Purification of retinosomes from bovine RPE. The purity of retinosomes obtained from bovine RPE was assessed based on both the detection of lipid droplet proteins in the top sucrose gradient fraction (fraction 1) and the absence of contaminating proteins such as calreticulin, CRALBP, actin, cytochrome c oxidase, PEX6, LAMP1, RDH1, and Golgi-58 from this fraction. Yet another criterion was the increased level of retinyl esters found in the top fraction. Images are representative of experimental triplicates. A shows SDS-PAGE of fractions collected after sucrose step centrifugation (Coomassie Blue stain). Fractions are labeled 1–7, and the lane with molecular markers indicates the molecular mass in kDa. B displays immunoblots of these collected fractions.

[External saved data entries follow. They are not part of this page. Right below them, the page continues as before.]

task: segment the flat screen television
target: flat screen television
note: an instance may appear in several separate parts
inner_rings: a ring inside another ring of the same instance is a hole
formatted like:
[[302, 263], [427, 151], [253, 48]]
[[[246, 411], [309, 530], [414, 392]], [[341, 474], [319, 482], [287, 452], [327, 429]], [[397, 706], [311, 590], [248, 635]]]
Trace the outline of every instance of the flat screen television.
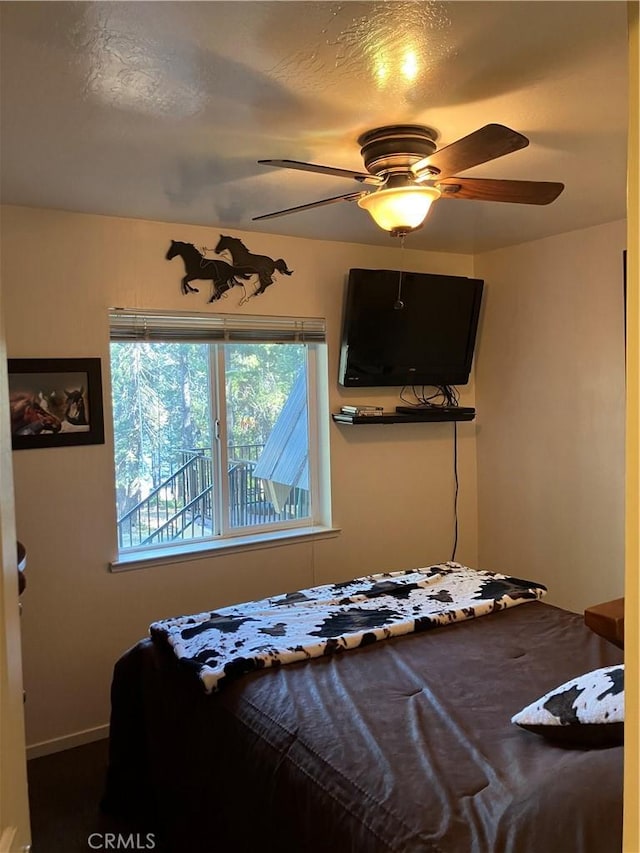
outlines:
[[465, 385], [482, 288], [474, 278], [350, 270], [340, 384]]

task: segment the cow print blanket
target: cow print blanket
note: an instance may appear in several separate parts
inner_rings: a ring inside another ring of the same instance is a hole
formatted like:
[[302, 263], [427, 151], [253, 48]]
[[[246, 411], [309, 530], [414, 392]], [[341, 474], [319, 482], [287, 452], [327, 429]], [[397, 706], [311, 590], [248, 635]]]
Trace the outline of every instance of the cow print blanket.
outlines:
[[542, 598], [546, 587], [458, 563], [384, 572], [154, 622], [207, 693], [225, 680]]

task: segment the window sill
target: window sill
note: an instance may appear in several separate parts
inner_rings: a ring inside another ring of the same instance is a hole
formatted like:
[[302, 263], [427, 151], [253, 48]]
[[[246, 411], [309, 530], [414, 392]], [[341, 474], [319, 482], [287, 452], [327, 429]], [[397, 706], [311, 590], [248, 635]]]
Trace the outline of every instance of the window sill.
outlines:
[[339, 527], [296, 527], [290, 530], [277, 530], [270, 533], [255, 533], [250, 536], [238, 536], [216, 541], [193, 542], [188, 545], [173, 545], [162, 551], [136, 551], [122, 554], [109, 563], [112, 572], [127, 572], [132, 569], [145, 569], [150, 566], [165, 566], [169, 563], [186, 563], [192, 560], [209, 559], [223, 554], [239, 551], [255, 551], [260, 548], [278, 548], [282, 545], [295, 545], [316, 539], [333, 539], [340, 534]]

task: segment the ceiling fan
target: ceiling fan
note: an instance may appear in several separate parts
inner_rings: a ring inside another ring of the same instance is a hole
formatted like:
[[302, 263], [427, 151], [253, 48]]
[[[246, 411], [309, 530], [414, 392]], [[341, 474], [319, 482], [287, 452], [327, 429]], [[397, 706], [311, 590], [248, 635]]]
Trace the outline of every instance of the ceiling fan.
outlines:
[[265, 166], [350, 178], [361, 184], [370, 184], [374, 189], [276, 210], [254, 216], [253, 221], [286, 216], [338, 201], [355, 201], [371, 214], [381, 228], [394, 236], [402, 236], [419, 228], [432, 202], [440, 198], [549, 204], [564, 189], [564, 184], [550, 181], [461, 178], [455, 174], [529, 144], [526, 136], [502, 124], [487, 124], [440, 149], [436, 147], [435, 140], [434, 130], [418, 124], [393, 124], [368, 130], [358, 137], [366, 172], [298, 160], [258, 160]]

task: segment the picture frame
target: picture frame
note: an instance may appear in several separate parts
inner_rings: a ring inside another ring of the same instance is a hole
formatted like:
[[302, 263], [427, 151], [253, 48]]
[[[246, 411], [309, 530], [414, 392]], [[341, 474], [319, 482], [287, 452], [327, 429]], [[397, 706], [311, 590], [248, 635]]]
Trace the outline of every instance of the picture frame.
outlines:
[[10, 358], [14, 450], [104, 444], [99, 358]]

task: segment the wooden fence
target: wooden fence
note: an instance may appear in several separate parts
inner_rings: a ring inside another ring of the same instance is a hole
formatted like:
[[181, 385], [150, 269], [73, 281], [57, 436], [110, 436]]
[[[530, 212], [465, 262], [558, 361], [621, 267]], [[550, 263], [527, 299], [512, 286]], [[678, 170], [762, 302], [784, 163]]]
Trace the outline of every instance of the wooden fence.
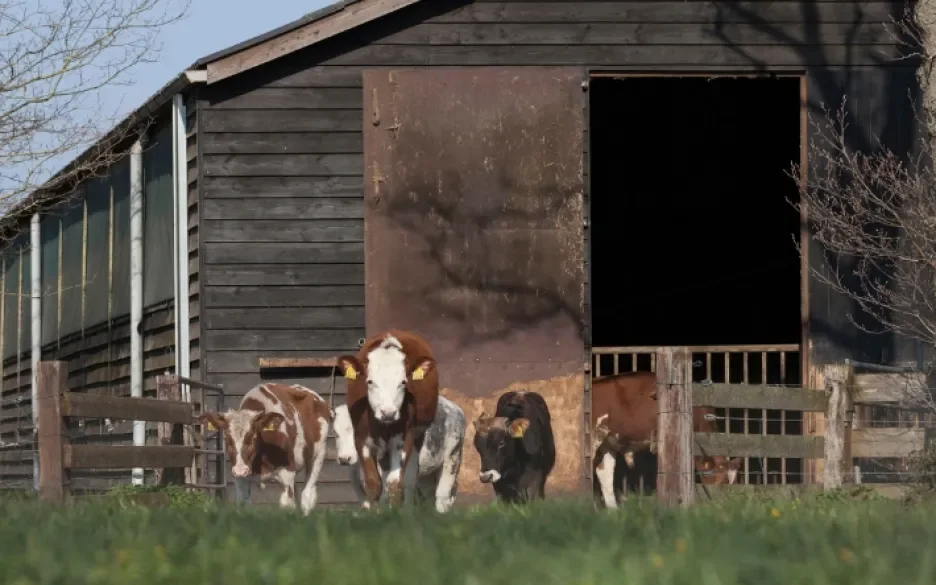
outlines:
[[[69, 473], [73, 469], [154, 469], [159, 481], [184, 483], [198, 488], [221, 489], [219, 485], [198, 484], [194, 462], [197, 454], [220, 455], [220, 449], [197, 448], [191, 433], [196, 404], [178, 396], [179, 384], [198, 384], [177, 376], [161, 376], [157, 397], [126, 398], [68, 391], [68, 364], [41, 362], [38, 378], [39, 497], [62, 502], [69, 496]], [[175, 390], [173, 390], [175, 387]], [[150, 421], [160, 423], [158, 445], [72, 444], [66, 433], [66, 420], [101, 419]], [[180, 432], [182, 427], [189, 427]], [[181, 444], [179, 444], [181, 443]], [[184, 470], [183, 473], [180, 473]], [[175, 471], [175, 473], [173, 473]], [[172, 479], [172, 477], [175, 479]], [[203, 475], [204, 477], [204, 475]]]
[[[894, 400], [895, 390], [856, 382], [851, 368], [824, 368], [825, 388], [694, 383], [688, 348], [660, 348], [654, 358], [660, 429], [657, 497], [688, 505], [695, 495], [693, 456], [801, 458], [823, 461], [823, 489], [852, 476], [854, 458], [900, 458], [923, 449], [927, 429], [852, 428], [857, 404]], [[788, 410], [824, 415], [824, 435], [697, 433], [692, 408]]]

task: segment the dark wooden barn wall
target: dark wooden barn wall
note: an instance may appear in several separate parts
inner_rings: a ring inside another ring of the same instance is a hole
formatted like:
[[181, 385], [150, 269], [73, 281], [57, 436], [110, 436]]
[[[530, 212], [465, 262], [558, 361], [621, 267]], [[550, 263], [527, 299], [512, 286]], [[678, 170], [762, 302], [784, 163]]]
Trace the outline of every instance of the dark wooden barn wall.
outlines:
[[[896, 65], [897, 55], [883, 23], [901, 7], [440, 0], [206, 87], [199, 184], [207, 378], [242, 394], [274, 376], [261, 375], [260, 357], [332, 356], [354, 351], [364, 334], [363, 69], [806, 70], [812, 106], [839, 103], [847, 78], [866, 92], [850, 99], [876, 120], [881, 82], [891, 77], [882, 66]], [[835, 299], [823, 302], [837, 310]], [[328, 372], [278, 375], [327, 392]]]
[[[199, 353], [199, 281], [198, 281], [198, 184], [197, 184], [197, 100], [194, 92], [187, 97], [188, 199], [189, 199], [189, 306], [191, 339], [191, 376], [198, 379]], [[172, 278], [172, 275], [168, 275]], [[166, 301], [144, 309], [143, 317], [143, 394], [156, 395], [156, 377], [175, 367], [175, 305]], [[28, 326], [28, 324], [27, 324]], [[76, 333], [42, 348], [43, 360], [68, 362], [69, 388], [73, 392], [92, 392], [110, 396], [130, 395], [130, 318], [125, 316], [84, 332]], [[8, 359], [3, 367], [0, 441], [5, 443], [32, 440], [30, 410], [31, 363], [28, 352]], [[17, 435], [17, 430], [19, 435]], [[155, 424], [147, 424], [147, 441], [155, 442]], [[104, 421], [87, 420], [83, 427], [70, 430], [75, 442], [130, 445], [133, 442], [131, 421], [113, 421], [108, 430]], [[106, 490], [129, 483], [130, 470], [76, 471], [71, 487], [76, 492]], [[32, 486], [32, 448], [0, 451], [0, 489], [26, 489]]]

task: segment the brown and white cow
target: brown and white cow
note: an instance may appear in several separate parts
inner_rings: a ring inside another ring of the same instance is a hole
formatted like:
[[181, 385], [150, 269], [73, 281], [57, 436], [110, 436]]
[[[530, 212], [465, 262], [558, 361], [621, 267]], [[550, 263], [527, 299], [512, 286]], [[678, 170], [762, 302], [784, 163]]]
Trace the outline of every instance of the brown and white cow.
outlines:
[[316, 482], [325, 462], [325, 439], [331, 410], [316, 392], [298, 384], [260, 384], [251, 388], [236, 409], [206, 412], [199, 422], [224, 433], [225, 451], [240, 503], [250, 498], [259, 478], [283, 487], [280, 506], [296, 506], [296, 472], [306, 470], [299, 505], [304, 514], [315, 507]]
[[439, 404], [439, 374], [429, 342], [409, 331], [390, 330], [365, 340], [356, 356], [339, 357], [338, 366], [348, 384], [348, 413], [364, 474], [362, 507], [380, 500], [385, 456], [388, 501], [396, 504], [401, 495], [413, 501], [418, 475], [413, 455], [422, 448]]
[[[614, 471], [618, 456], [634, 467], [634, 453], [649, 449], [655, 454], [657, 435], [656, 374], [625, 372], [592, 381], [592, 428], [594, 429], [594, 477], [601, 498], [608, 507], [617, 507]], [[715, 432], [715, 423], [706, 414], [714, 409], [692, 409], [693, 428], [697, 432]], [[702, 483], [734, 483], [740, 458], [696, 456], [696, 471]]]

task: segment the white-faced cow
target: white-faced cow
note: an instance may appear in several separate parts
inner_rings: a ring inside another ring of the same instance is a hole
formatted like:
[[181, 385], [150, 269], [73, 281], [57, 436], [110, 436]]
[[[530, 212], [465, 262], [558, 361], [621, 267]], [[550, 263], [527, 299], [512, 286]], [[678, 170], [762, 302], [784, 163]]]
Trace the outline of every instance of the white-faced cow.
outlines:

Fraction 1 contained a notable level of CGI-58 with lesser amounts of PLIN3, PLIN2 and PLIN1. C shows the relative abundance of retinyl esters (●) and triglycerides (■) in the collected fractions. Levels of retinyl esters were highest in fraction 1, and triglycerides were broadly distributed. The results demonstrate that the protein composition of fraction 1 containing lipid droplets is different from the other fractions, and some of these proteins were previously identified in lipid droplet preparations from a variety of cell lines. Lipid droplets isolated from RPE homogenates show that retinyl esters are not the only components but that triglycerides are present as well.

FIGURE 7.

Proteins recruited into retinosomes. By investigating the protein composition of purified bovine retinosomes, we found proteins involved in transport, metabolism, and structure, among others. A shows the interactive network of proteins found to be localized to retinosomes. The node labels represent gene names described in supplemental Table S1. B shows a diagram summarizing the functions of proteins localized to retinosomes. The results indicate the diversity of proteins recruited on the retinosome.